Setiap dosa-dosa kecil, dosa besar, dosa syirik, bahkan dosa kekufuran bisa diampuni selama seseorang bertaubat sebelum datangnya kematian walaupun dosa itu sepenuh bumi. Allah subhanahu wa ta’ala berfirman:
“Katakanlah: "Hai hamba-hamba-Ku yang malampaui batas terhadap diri mereka sendiri, janganlah kamu berputus asa dari rahmat Allah. Sesungguhnya Allah mengampuni dosa-dosa semuanya. Sesungguhnya Dia-lah yang Maha Pengampun lagi Maha Penyayang.” (QS. Az Zumar: 53)
Ayat ini merupakan seruan untuk segenap orang yang terjerumus dalam maksiat, baik dalam dosa kekafiran dan dosa lainnya untuk bertaubat dan kembali kepada Allah subhanahu wa ta’ala. Ayat ini memberikan kabar gembira bahwa Allah mengampuni setiap dosa bagi siapa saja yang bertaubat dan kembali kepada-Nya walaupun dosa tersebut amat banyak meski bagai buih di lautan yang tidak mungkin terhitung.

Dalam ayat lain disebutkan,
“Tidaklah mereka mengetahui, bahwasanya Allah menerima Taubat dari hamba-hamba-Nya” (QS. At Taubah: 104)

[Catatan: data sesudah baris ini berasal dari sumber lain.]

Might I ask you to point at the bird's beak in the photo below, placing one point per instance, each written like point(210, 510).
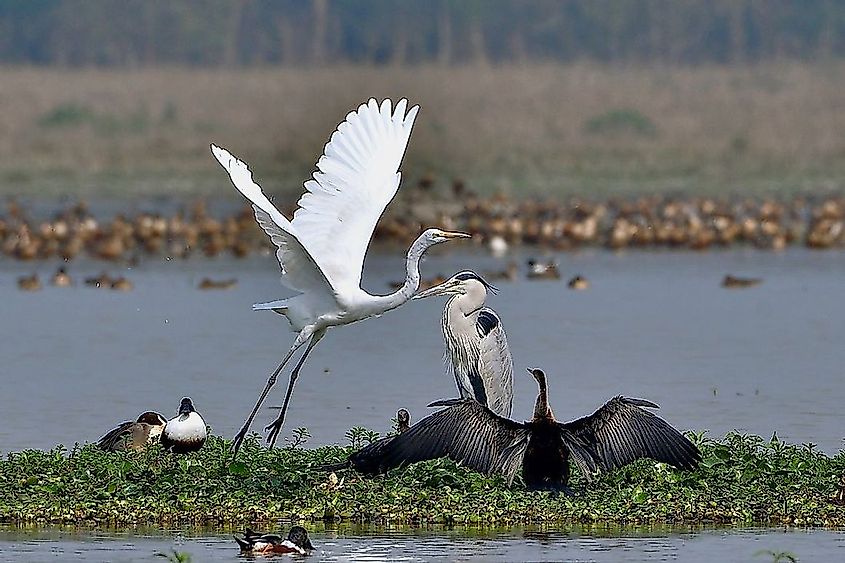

“Dan barangsiapa yang mengerjakan kejahatan dan menganiaya dirinya, Kemudian ia mohon ampun kepada Allah, niscaya ia mendapati Allah Maha Pengampun lagi Maha Penyayang.” (QS. An Nisaa’: 110)
Maka seorang hamba tidak boleh berputus asa dari rahmat Allah subhanahu wa ta’ala walau begitu banyak dosanya karena pintu taubat dan rahmat Allah subhanahu wa ta’ala begitu luas.